Highly
conductive carbonaceous nanomaterials derived from biomass
fibers (e.g., loofah) have been extensively employed in flexible sensors.
Nonetheless, the even texture of the carbonized loofah (CL) constrained
the contact surface area with adjacent fibers, given its conductivity.
Herein, the CL interlocked by the reduced graphene oxide (rGO) nanosheets
was employed to construct highly conductive hydrogel, which served
as the sensor module and triboelectric nanogenerator (TENG) module
in a self-powered sensing system. Originating from the π–π
interaction, the rGO can be firmly fixed on the surface of CL and
act as a bridge to reduce the electron transfer gap, thereby resulting
in accelerated electron transport. Compared to pristine CL hydrogel,
the electrical conductivity of CL@rGO hydrogel was improved from 28.5
S/m to 55.2 S/m and exhibits improved performance in terms of electrical
output when incorporated into TENG and sensor devices.
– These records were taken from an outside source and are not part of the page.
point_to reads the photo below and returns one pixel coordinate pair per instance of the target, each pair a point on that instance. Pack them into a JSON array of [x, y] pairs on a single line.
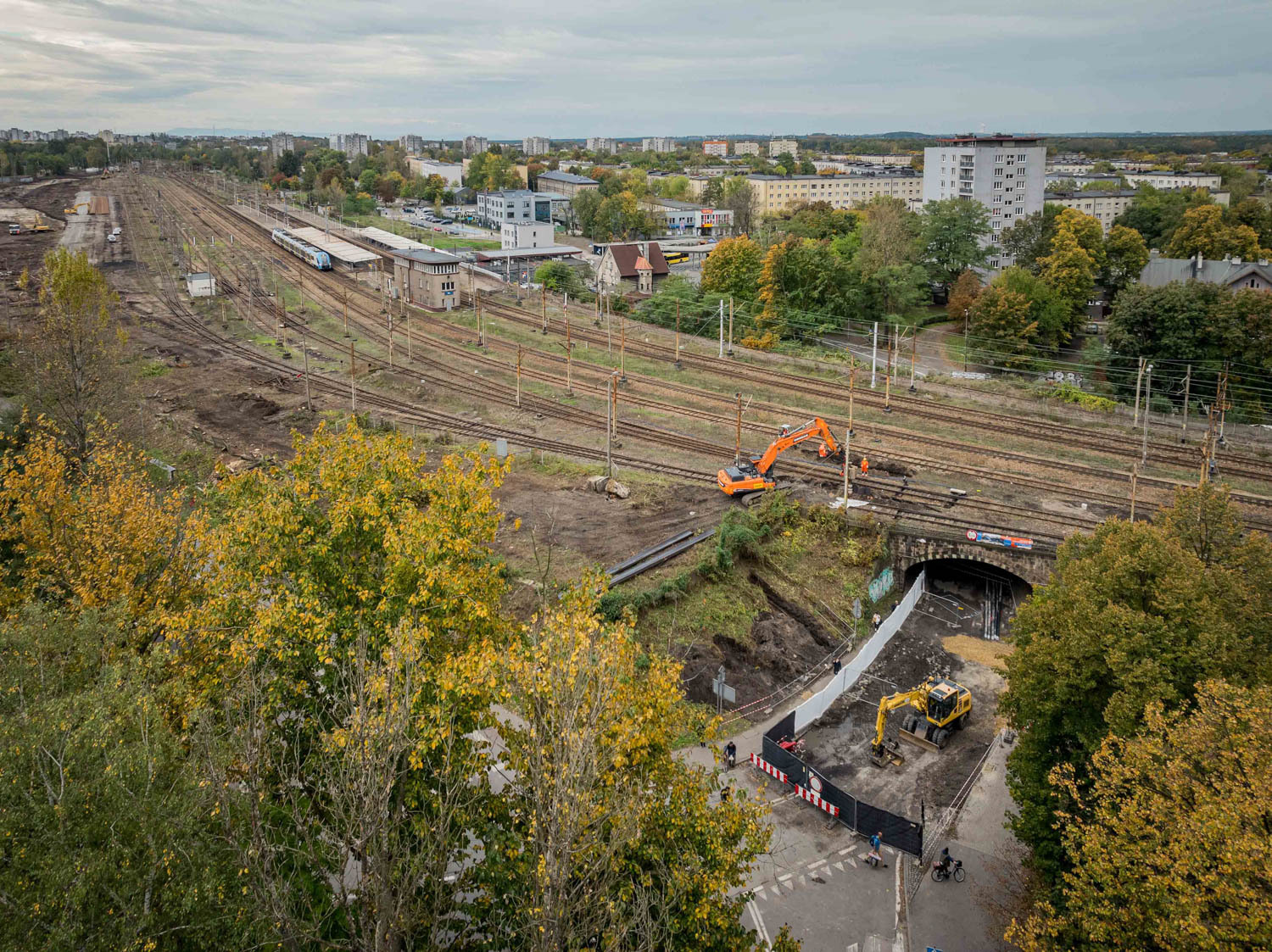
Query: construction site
[[761, 516]]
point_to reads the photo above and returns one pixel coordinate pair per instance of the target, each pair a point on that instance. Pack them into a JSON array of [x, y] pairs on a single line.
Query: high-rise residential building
[[351, 144], [658, 144], [1005, 173], [536, 145]]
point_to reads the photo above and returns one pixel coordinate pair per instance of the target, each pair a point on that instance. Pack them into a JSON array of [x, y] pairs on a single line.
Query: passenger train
[[304, 251]]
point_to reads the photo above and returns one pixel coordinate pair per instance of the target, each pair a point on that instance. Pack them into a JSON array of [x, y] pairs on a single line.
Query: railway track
[[443, 376]]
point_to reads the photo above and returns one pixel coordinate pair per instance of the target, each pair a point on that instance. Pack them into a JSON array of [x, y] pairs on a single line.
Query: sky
[[600, 68]]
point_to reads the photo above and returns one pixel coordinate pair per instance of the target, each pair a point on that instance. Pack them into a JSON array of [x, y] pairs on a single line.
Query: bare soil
[[839, 745]]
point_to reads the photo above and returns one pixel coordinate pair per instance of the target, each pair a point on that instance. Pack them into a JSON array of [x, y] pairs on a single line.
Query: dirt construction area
[[934, 641]]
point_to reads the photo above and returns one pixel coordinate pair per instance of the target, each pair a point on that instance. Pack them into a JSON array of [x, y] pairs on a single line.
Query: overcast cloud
[[625, 69]]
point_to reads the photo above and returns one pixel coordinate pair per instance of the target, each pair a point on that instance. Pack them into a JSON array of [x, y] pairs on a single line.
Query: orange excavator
[[757, 475]]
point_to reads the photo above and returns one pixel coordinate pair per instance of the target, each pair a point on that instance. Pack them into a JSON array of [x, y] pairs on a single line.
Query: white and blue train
[[304, 251]]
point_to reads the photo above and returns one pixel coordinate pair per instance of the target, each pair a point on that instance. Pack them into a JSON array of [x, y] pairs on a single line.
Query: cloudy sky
[[625, 69]]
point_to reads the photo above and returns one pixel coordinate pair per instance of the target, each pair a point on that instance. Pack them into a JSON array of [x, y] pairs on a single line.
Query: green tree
[[1002, 325], [733, 269], [1170, 847], [1203, 231], [951, 233], [1124, 257], [1132, 615]]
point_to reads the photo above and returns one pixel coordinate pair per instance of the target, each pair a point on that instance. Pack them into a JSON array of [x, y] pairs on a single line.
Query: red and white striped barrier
[[817, 801], [768, 768]]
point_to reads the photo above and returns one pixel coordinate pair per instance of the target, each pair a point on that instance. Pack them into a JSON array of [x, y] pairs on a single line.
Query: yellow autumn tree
[[91, 530], [612, 838], [1174, 852]]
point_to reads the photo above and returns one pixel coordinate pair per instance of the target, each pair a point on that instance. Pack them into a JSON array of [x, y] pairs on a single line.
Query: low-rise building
[[658, 144], [427, 279], [527, 234], [1174, 180], [536, 145], [635, 266], [783, 192], [565, 183], [692, 219], [496, 209], [452, 172], [1233, 274]]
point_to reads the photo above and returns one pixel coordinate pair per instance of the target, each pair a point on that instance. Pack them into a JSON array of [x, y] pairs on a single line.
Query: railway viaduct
[[908, 550]]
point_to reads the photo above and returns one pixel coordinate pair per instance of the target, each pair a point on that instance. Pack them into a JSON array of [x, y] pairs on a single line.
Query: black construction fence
[[855, 814]]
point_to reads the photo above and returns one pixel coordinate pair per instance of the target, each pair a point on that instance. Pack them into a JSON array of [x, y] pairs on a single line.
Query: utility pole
[[1183, 437], [874, 355], [852, 386], [353, 381], [1135, 476], [722, 327], [1139, 379], [1147, 391], [677, 365]]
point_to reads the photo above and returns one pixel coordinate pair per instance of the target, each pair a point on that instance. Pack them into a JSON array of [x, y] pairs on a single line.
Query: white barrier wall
[[819, 703]]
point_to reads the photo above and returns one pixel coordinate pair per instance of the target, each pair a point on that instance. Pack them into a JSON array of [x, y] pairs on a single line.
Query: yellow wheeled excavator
[[757, 475], [943, 707]]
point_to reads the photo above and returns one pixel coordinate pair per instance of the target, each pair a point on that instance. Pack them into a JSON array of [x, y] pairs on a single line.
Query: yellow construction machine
[[943, 707]]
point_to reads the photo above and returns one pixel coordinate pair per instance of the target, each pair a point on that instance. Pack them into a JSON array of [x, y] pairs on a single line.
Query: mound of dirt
[[780, 649]]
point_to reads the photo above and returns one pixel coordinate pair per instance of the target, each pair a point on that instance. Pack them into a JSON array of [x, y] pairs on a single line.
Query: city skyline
[[387, 70]]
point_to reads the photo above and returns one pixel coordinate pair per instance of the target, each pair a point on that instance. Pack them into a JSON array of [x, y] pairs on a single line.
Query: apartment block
[[1005, 173], [784, 192], [536, 145], [658, 144]]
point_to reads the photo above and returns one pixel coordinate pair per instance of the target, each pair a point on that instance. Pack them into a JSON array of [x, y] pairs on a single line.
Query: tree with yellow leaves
[[611, 840], [1172, 849]]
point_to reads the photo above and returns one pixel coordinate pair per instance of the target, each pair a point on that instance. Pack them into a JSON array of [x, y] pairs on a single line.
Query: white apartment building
[[351, 144], [536, 145], [658, 144], [527, 234], [1005, 173], [450, 172], [783, 192]]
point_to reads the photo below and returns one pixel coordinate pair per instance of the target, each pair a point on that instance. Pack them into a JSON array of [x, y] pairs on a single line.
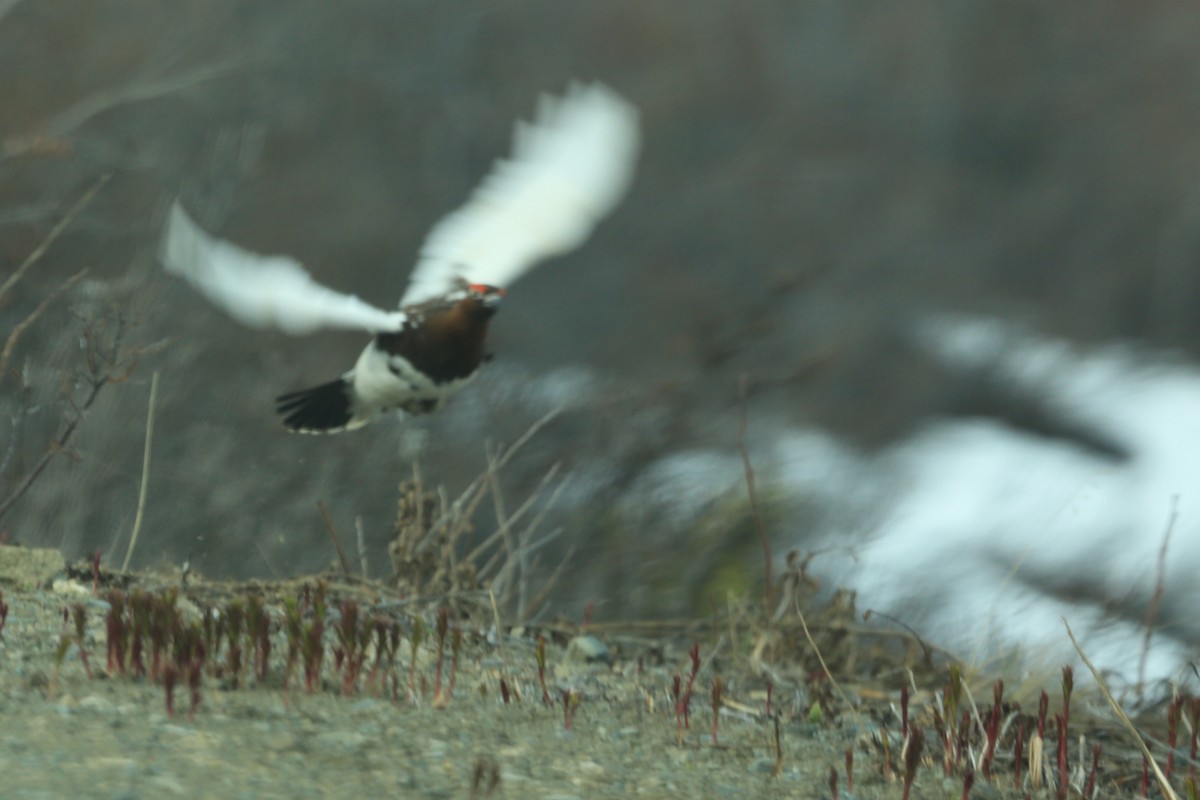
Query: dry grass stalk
[[51, 238], [426, 549], [333, 534], [145, 473], [1163, 785]]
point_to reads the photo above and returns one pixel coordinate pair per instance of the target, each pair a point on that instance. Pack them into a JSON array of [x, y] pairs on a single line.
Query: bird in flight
[[568, 169]]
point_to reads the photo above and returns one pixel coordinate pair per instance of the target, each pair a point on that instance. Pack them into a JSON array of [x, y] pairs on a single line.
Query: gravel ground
[[67, 735], [64, 734]]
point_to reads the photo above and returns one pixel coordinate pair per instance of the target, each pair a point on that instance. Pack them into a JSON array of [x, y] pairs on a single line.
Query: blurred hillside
[[816, 176]]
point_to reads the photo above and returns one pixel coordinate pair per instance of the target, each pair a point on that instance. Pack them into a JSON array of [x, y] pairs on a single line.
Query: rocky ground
[[67, 735]]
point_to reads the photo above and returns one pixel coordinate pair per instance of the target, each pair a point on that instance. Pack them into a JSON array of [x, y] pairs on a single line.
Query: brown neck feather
[[447, 344]]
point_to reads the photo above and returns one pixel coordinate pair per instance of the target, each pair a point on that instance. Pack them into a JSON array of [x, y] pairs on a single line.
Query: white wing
[[568, 170], [262, 290]]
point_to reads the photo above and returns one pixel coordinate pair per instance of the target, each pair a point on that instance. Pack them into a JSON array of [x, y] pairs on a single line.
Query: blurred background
[[819, 180]]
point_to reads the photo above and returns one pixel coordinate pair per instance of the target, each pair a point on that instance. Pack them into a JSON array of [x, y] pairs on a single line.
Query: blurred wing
[[568, 170], [262, 290]]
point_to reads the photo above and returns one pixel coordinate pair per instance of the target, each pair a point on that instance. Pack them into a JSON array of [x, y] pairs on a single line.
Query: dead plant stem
[[760, 528], [333, 534], [1163, 785], [145, 473]]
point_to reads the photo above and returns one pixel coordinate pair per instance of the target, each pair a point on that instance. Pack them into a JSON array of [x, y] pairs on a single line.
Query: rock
[[29, 566], [588, 649]]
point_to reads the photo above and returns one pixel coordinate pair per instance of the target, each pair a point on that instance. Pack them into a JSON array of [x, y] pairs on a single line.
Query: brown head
[[445, 338]]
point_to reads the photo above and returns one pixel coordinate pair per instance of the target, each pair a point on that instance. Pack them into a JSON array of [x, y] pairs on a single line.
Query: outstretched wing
[[262, 290], [568, 169]]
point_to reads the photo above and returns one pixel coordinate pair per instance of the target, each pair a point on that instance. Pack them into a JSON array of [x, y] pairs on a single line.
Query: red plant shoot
[[540, 656], [718, 691]]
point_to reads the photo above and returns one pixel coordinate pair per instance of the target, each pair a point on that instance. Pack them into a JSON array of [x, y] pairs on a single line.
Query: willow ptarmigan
[[568, 169]]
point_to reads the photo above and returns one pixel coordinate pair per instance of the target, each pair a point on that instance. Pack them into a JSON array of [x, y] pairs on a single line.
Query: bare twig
[[10, 346], [760, 528], [57, 446], [55, 232], [145, 473], [813, 643], [1157, 597], [1163, 785], [363, 545], [333, 534]]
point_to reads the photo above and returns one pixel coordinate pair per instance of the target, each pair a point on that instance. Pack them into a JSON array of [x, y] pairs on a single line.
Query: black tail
[[321, 409]]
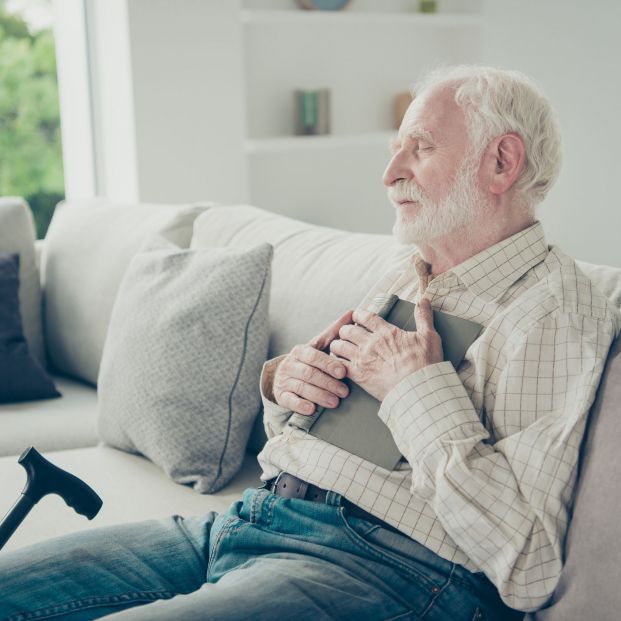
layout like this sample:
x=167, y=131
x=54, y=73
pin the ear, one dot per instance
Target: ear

The built-up
CL@rGO sensor exhibited remarkable durability for more than 10,000
cycles, maximum gauge factor (GF) of 16021 and rapid response time
of 20 ms. Due to these attributes, the sensor is capable of efficiently
monitoring the capacity for complex human activities. CL@rGO exhibits
considerable potential across multiple domains, encompassing wearable
electronics, artificial intelligence devices and human-machine interaction,
owing to its adaptable characteristics.